1. Breakfast? I get out of bed just in time to take a shower, dress up and drive through massive traffic (while applying foundation, mascara and lipstick) to reach work five minutes late which is the maximum amount of late arrival minutes that can be excused at the job without penalties. Hell no, I’m not getting out of my bed 30 minutes early to switch the coffee maker on for you. What’s wrong with your legs?
2. Alone time. Don’t we all need it? Sometimes I wake up and I do not want to hear another human breathing within a 20 feet radius of me. I’m not mad, I just want to be alone, thank you.

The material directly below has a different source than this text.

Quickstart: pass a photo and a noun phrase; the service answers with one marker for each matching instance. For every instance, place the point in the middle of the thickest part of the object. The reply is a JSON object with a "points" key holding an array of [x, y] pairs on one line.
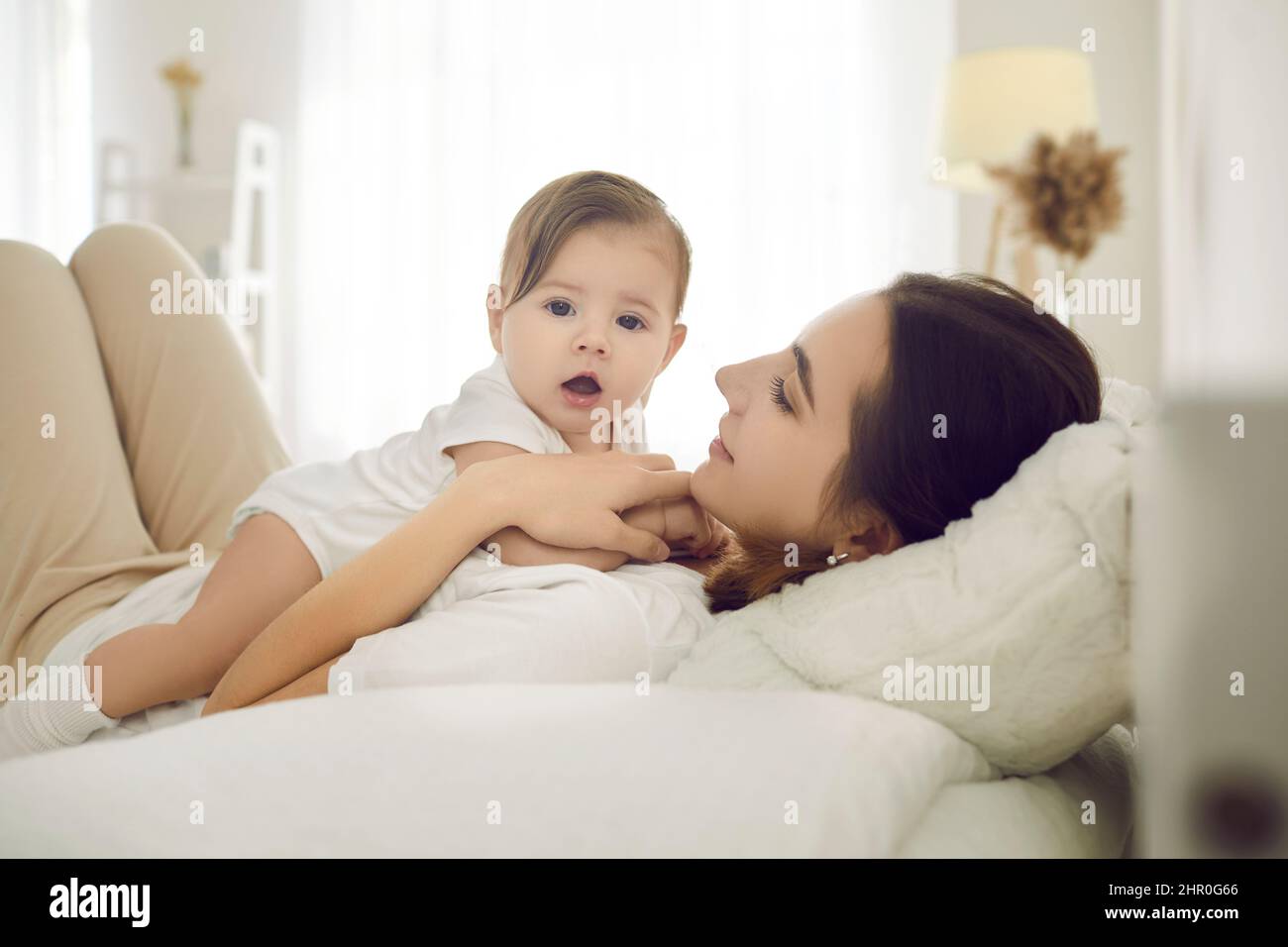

3. Have you seen my closet? I call it the clothes where I keep my room. My floor is a pile of denim, tees, books, shoe boxes, shopping bags and a lab coat somewhere in there. Nope, I haven’t rethought my behavior.
4. Kids. I love kids, but kids are on a constant mission to kill themselves. You have to watch them every second of every minute. They climb curtains, play with knives, run on the stair case, and eat blades. My niece and nephew are the most adorable bunch but fifteen minutes in and I’m done! Don’t touch my phone, don’t touch my iPad, don’t touch the TV, sit your lil butt down and watch cartoons like a normal kid…that I have never seen.
5. Sharing a bank account. I’m sorry, were you there while I slept for 2 hours…in a day, had water for breakfast, chewing gum for lunch and cereal for diner, had to work two jobs to pay off my bills and bribe the maintenance guy to steal my neighbor’s internet password, so I could survive off of their wireless? ‘Bro’ you haven’t been in my struggle and so you will not be included in my bank balance.
I have a special respect for married women, they have a certain calmness that we selfish youngster wannabes don’t have. And honestly, I respect them for accepting to let another human in their life to care for…for free. You deserve it all and more. Long live the couples.